Álvaro Pombo, embrollos de conciencia
Los líos en los que se enredan las conciencias de los personajes de este escritor único recorren su última novela, que revela una vez más “la inacabable llanura de la insignificancia y la nada”
Cada escritor es distinto de los demás, pero el más radicalmente distinto de todos es Álvaro Pombo. Recorre los caminos menos trillados, anda atareado en lo suyo, es excéntrico, parece desligado del presente. Se ocupa de Dios, por ejemplo, cuando a nadie le interesa Dios o Dios se ha vuelto anticuado y tiene “algo de caduco, de envejecido”. Así lo veía Jean-Paul Sartre en una conversación con Simone de Beauvoir de 1974 por la que se ha interesado Juan Cabrera, el personaje principal de El exclaustrado (Anagrama), la última novela de Pombo. Anda leyendo a Sartre, El ser y la nada, y lo hace justo cuando ya nadie repara en Sartre, que igual tiene también algo de caduco, de envejecido.
Da exactamente igual. La escritura de Álvaro Pombo puede con todo y se mueve con la mayor naturalidad por los territorios más abruptos. Le interesa seriamente hablar de Dios, le interesa volver a Sartre, no tiene el menor reparo en darle el protagonismo a un caballero que tiene ahora 72 años y que a los 50 dejó de un día para otro de ser monje, rompió la estricta observancia de la regla de san Benito y salió al mundo, se exclaustró. Podía haberse mezclado entonces con los demás y abrirse al desorden caprichoso de las cosas, pero lo que le ocurrió a Juan Cabrera es que volvió a enclaustrarse, solo que esta vez en un piso de Moncloa, en Madrid, y se dedicó a escribir. Lo dice en las primeras líneas: “Como Mallarmé, Cabrera está seguro de que todo existe para convertirse en libro”. Y se embarcó en la tarea.
El estilo de Pombo tiene el empaque de la alta literatura, los temas que aborda son serios y graves e importantes, va a penetrar en las celdas oscuras del alma, a explorar sus recovecos. Recorrer las páginas de El exclaustrado es como entrar en una catedral, con todo lo que eso tiene de solemne, pero de pronto en cualquier frase se desliza una palabra como “guay” (por ejemplo) y uno cae en lo más cercano, y aquella solemnidad se agrieta y por todas partes entra el humor, y entra la vida, y aparece un tugurio donde unas muchachas bonitas buscan sacarse unas perras, o al Juan Cabrera enclaustrado lo visita un sobrino y le derrumba sus rutinas, o regresa su pasado y aparece un turbio profesor de Derecho.

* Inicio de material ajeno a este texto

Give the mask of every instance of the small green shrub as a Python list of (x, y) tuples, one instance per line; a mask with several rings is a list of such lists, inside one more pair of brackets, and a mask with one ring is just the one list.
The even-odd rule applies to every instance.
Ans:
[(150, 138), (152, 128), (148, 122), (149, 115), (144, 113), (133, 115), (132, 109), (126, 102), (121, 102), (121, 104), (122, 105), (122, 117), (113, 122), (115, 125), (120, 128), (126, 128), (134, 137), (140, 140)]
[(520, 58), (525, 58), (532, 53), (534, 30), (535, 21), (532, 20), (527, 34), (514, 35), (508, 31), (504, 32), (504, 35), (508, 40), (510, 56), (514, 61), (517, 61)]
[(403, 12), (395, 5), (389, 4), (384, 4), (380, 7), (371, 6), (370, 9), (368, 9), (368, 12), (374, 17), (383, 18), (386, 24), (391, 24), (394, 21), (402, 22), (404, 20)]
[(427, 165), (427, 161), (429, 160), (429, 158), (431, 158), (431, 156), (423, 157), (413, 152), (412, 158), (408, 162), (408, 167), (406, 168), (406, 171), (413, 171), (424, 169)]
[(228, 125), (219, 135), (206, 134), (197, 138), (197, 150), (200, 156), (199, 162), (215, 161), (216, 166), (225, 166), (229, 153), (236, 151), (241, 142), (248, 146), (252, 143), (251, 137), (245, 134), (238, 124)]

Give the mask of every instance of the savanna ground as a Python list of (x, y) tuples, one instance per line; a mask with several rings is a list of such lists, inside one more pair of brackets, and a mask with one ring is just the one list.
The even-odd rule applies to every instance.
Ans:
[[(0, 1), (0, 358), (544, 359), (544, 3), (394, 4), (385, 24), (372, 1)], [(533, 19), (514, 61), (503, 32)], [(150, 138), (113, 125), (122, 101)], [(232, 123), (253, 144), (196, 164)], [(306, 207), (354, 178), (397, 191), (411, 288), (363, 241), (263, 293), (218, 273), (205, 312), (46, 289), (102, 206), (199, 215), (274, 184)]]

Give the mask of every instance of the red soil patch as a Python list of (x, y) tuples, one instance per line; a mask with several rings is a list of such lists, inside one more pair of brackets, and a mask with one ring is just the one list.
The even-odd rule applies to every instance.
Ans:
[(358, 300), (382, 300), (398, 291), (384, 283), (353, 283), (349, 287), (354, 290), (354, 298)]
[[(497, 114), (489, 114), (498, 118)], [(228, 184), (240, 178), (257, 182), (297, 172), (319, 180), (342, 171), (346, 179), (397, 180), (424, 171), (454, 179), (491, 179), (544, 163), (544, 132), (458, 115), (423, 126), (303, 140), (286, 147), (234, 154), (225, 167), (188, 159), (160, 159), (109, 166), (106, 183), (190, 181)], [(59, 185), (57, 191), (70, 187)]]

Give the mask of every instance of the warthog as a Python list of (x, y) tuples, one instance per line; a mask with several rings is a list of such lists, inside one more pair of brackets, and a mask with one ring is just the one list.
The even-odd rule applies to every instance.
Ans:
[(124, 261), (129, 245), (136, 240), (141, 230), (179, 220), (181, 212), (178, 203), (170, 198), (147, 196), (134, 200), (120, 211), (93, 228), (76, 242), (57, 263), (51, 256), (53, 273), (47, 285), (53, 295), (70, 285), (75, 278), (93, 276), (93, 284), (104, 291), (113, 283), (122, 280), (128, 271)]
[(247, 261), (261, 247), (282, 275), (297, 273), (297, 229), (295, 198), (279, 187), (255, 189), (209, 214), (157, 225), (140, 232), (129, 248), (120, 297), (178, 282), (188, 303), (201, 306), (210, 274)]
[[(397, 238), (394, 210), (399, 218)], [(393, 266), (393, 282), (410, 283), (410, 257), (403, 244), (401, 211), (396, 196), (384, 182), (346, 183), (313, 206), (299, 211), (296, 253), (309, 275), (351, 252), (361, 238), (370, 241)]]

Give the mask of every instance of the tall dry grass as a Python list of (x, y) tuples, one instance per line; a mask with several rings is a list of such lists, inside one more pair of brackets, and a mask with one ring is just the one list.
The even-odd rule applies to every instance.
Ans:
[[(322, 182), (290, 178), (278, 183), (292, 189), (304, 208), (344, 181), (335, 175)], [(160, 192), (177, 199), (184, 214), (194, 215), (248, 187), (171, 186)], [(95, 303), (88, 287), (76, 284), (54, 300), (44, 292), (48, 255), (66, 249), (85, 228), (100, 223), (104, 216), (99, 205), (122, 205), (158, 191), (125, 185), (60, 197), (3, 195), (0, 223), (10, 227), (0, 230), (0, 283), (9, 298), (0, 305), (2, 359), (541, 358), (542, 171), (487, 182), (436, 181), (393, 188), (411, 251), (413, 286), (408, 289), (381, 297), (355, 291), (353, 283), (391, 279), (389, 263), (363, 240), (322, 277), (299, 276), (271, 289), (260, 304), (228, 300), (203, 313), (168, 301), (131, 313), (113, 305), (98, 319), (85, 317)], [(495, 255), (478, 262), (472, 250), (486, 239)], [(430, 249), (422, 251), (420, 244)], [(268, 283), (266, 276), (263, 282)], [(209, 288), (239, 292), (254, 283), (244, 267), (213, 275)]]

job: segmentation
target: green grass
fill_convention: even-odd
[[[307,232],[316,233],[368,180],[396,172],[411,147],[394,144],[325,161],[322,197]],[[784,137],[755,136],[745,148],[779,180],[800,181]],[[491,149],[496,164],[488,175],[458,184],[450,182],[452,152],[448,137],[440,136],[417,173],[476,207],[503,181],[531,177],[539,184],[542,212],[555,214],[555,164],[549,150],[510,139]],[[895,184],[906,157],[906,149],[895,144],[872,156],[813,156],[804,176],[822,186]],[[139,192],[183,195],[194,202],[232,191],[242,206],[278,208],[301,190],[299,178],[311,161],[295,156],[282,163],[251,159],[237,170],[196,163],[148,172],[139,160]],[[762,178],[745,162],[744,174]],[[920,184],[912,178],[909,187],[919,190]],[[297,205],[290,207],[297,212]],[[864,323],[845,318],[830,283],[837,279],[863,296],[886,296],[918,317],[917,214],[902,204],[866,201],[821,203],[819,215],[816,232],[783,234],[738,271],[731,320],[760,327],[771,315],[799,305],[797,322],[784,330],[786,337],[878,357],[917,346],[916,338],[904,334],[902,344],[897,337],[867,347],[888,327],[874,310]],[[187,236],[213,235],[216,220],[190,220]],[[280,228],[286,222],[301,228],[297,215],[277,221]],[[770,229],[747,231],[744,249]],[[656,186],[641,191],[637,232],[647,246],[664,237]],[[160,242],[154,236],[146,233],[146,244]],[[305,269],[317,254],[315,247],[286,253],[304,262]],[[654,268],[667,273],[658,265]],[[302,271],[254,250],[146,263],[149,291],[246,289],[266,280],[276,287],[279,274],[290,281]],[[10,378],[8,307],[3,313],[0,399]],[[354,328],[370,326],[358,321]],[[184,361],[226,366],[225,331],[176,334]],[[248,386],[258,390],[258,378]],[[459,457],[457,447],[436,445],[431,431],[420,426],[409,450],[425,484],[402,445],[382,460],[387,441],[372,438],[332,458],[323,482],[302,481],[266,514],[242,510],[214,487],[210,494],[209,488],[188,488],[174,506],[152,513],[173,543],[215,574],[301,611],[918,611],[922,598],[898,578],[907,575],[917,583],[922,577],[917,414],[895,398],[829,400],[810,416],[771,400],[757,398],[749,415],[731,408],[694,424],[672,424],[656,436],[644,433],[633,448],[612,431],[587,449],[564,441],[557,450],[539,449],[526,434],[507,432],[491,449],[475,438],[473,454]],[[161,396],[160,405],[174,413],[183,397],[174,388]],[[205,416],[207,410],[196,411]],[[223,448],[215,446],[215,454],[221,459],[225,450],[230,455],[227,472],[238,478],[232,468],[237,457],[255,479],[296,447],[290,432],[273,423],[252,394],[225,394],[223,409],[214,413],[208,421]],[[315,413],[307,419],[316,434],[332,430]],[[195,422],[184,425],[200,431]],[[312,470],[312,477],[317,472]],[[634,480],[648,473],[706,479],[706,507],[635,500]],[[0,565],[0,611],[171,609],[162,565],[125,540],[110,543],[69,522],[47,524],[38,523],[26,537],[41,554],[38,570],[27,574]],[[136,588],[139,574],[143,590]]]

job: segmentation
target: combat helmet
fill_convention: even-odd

Cuatro personajes, y en un instante Pombo ya te ha arrastrado al embrollo de vivir, pero sin abandonar ni un solo instante a Sartre, ni a Dios, ni a la filosofía, ni a la religión; ni siquiera se olvida de las grandes preguntas. “Es aterrador observar cómo una conciencia persigue a otra en una habitación cerrada”, escribe en algún momento. Y lo que se comprende al cabo es que en el embrollo de vivir está metido hasta el tuétano el embrollo de la conciencia. O, por decirlo de otra manera, están metidas esas palabras con que nos decimos, nos explicamos, nos proyectamos, nos clavamos en la Tierra para no dar demasiados bandazos, para agarrarnos de alguna manera. Y luego están los otros. Pombo apunta que “el conocimiento de nosotros mismos pasa por el conocimiento que los demás tienen de nosotros”. Y dice: “No tenemos un acceso privilegiado a nuestra conciencia o a nuestras experiencias. Y se podría decir que ni siquiera existen, si llegaran a ser estrictamente privadas”. Es lo que hay. Y la literatura de Pombo lo cuenta para que podamos asimilar con una media sonrisa (y con cierta benevolencia por nosotros mismos) esa “inacabable llanura de la insignificancia y la nada”. A Pombo le acaban de conceder el Cervantes. Enhorabuena, maestro.